Désentubages cathodiques

JEUDI 16 MARS À 21 HEURES 30, À L’ARENBERG

Cinéma Arenberg (26, Galerie de la Reine)

En grande avant-première...

Un film explosif sur les médias qui n’arrêtent pas de mentir...

Avec, dans les rôles principaux, Jacques Chirac, Christine Ockrent, Jean-Pierre Raffarin, Patrick Poivre d’Arvor, Claire Chazal, François Hollande, Philippe Val, Christine Bravo...

Dès 20 heures 30, le débat : « Comment se libérer de nos chaînes... de télé ? »

avec Jean-Jacques JESPERS (journaliste, chargé de cours au Département « Information et communication » de l’ULB), Bernard HENNEBERT (auteur de La RTBf est aussi la nôtre, aux éditions Aden, et coordinateur du site (consoloisirs.be) et Olivier MUKUNA (journaliste free lance).

Désentubages cathodiques

France 2005

Durée : 90 minutes

Prix d’entrée unique : 5,2 euros (y compris pour le débat)
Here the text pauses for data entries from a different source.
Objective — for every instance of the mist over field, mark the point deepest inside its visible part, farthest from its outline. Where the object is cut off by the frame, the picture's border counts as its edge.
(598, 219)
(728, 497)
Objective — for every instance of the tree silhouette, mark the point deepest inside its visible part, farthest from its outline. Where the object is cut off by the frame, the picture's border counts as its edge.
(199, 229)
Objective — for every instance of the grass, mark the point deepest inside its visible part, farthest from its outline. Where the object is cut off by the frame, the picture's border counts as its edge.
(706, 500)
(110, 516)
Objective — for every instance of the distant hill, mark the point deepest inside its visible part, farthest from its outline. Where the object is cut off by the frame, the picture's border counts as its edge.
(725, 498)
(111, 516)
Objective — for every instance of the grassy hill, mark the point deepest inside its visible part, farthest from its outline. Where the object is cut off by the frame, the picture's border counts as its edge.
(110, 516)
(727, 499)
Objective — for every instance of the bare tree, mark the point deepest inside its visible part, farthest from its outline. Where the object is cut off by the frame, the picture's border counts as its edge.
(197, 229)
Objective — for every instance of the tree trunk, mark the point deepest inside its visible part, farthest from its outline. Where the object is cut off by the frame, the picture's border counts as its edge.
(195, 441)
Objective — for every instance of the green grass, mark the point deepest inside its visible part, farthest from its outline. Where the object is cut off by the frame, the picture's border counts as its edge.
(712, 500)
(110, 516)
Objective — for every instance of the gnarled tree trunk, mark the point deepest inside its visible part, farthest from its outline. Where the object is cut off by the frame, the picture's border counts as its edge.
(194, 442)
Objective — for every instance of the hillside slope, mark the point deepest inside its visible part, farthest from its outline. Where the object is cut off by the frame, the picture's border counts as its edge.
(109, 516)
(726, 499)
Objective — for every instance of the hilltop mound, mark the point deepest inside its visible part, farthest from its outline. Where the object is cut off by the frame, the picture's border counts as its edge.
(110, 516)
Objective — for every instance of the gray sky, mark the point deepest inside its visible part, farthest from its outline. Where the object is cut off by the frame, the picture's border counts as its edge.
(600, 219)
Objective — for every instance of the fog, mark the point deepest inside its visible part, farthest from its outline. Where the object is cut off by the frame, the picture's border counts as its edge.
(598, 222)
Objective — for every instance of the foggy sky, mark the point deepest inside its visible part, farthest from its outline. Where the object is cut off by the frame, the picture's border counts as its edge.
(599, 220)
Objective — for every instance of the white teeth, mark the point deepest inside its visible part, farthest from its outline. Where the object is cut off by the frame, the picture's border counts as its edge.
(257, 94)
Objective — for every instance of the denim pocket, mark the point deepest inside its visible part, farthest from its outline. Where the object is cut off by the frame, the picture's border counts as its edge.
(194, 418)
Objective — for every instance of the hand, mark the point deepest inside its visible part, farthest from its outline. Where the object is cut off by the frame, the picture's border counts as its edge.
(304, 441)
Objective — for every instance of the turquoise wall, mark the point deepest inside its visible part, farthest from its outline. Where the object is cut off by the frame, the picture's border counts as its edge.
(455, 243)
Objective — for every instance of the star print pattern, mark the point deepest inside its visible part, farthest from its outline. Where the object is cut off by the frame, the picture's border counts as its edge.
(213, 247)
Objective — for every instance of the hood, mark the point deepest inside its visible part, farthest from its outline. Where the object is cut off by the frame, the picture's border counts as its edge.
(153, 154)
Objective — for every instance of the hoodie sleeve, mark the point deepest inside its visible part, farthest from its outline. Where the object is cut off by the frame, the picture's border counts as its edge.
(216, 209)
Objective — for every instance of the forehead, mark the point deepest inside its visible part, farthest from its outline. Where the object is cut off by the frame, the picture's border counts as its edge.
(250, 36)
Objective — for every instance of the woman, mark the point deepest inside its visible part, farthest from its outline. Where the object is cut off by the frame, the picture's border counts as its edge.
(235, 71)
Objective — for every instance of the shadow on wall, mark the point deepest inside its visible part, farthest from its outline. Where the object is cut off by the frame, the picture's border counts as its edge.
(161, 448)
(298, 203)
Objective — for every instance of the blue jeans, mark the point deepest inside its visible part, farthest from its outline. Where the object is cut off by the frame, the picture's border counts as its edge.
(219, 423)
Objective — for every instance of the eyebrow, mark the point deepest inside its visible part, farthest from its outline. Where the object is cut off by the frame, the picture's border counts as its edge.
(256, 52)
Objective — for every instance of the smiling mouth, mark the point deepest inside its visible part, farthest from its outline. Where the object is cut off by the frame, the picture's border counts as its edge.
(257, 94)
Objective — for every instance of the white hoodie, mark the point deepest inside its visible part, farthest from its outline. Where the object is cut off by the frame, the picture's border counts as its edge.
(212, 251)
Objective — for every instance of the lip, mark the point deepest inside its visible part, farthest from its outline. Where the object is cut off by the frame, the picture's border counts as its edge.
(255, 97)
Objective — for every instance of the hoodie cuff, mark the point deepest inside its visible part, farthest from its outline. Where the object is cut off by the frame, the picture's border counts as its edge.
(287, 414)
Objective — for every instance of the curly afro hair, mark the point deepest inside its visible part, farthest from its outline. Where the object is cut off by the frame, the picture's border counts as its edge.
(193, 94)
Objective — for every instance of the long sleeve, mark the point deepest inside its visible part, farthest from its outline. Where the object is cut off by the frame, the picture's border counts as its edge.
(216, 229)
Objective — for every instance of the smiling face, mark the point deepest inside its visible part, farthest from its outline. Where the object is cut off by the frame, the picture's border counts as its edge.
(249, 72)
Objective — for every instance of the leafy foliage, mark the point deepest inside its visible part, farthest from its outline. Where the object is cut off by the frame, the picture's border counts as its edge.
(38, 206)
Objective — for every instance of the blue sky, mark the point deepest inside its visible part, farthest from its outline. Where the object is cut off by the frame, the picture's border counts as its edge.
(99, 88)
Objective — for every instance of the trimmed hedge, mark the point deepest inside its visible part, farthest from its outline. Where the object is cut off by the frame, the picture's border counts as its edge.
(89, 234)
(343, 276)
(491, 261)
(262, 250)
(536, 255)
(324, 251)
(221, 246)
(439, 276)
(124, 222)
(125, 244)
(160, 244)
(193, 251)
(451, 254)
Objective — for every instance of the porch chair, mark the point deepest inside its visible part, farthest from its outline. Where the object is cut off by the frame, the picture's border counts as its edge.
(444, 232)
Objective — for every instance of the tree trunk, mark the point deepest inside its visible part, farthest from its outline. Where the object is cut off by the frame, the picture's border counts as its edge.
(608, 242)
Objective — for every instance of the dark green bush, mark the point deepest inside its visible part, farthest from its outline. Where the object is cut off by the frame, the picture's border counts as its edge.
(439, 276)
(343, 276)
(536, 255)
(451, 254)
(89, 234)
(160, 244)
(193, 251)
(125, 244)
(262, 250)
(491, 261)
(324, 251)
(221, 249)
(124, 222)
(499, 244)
Feu sur la fabrique de l’opinion... !

En 1989, la presse avait menti sur les prétendus charniers de Timisoara. « Nous sommes la démocratie » avaient rétorqué les journalistes. En 1991, les médias avaient menti pour auréoler la guerre du Golfe : « Nous défendons la liberté » avaient contre-attaqué les journalistes. En 1999, les télés récidivaient à propos du conflit en Yougoslavie : « Nous avons une haute idée de l’indépendance » avaient répondu les journalistes. Quatorze ans plus tard, les médias mentaient encore sur les armes de destruction massive et les justifications de la guerre américaine contre le régime de Saddam Hussein.
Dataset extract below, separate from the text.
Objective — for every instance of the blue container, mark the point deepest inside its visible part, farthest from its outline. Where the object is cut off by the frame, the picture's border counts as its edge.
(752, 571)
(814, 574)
Les journalistes ? Ils mentent, ils s’excusent, puis ils recommencent. Au cours de l’année 2002, l’hystérie médiatique aura ainsi précipité l’incarcération de plusieurs personnes dans le cadre du procès pour pédophilie à Outreau. Elles étaient, quasi toutes, innocentes. Mais qui se souvient encore de 2003 quand les reporters envoyaient en prison Abderrezak Besseghir, un employé à l’aérodrome de Roissy qu’ils accusaient de terrorisme ? Il était pourtant innocent. Alors que les médias, eux, sont des multirécidivistes. Il faut dire que, tout au long de cette période, les médias de masse n’auront cessé de concentrer leurs forces et leurs capitaux. Leur objectif : « Aider Coca-Cola, par exemple, à vendre son produit (...). Or pour qu’un message publicitaire soit perçu, il faut que le cerveau du téléspectateur soit disponible. Nos émissions ont pour vocation de le rendre disponible : c’est-à-dire de le divertir, de le détendre pour le préparer entre deux messages. Ce que nous vendons à Coca-Cola, c’est du temps de cerveau humain disponible » (Patrick Lelay, PDG de TF1).

Ni « dérapages » ni « emballements » donc : la médiocrité, l’erreur ou le mensonge sont les produits naturels d’un système... Evidemment dans cet assemblage structuré, la télévision a acquis une place prépondérante pour ce qui concerne et la production et la distribution de « l’information » -imposant son rythme, ses formats, ses points de vue dans un défilement continu d’images où se côtoient anecdotique et sublime, réalité et imaginaire, banal et sacré. Un conditionnement conduisant les spectateurs à une véritable fascination de l’instantané. D’autant que la mainmise des multinationales sur le secteur audiovisuel et la course aux recettes publicitaires ont mené la télé à privilégier le spectacle sur la réflexion, le voyeurisme complaisant sur le réel intérêt, et la démagogie sur le contenu éducatif. Dans ce contexte marchandisé, la profession de journaliste présente aujourd’hui de nombreux visages : aux côtés des journalistes statutaires -parmi lesquels on trouve une grande diversité de conditions (de la star surpayée aux gagne-petit de la presse régionale)- s’accroissent les bataillons de journalistes précaires, jetables du jour au lendemain.

Pluralisme uniforme

Tous ont cependant un point commun : ils sont devenus des « instantanéistes », qui doivent fournir de plus en plus vite une information soumise aux impératifs du scoop et de l’audimat, à l’influence des annonceurs, aux pressions économiques. Ainsi, informer signifie de moins en moins enquêter, poser ou susciter des questions mais, avant tout, faire assister à l’événement dans sa dimension la plus spectaculaire, la plus productrice d’audience.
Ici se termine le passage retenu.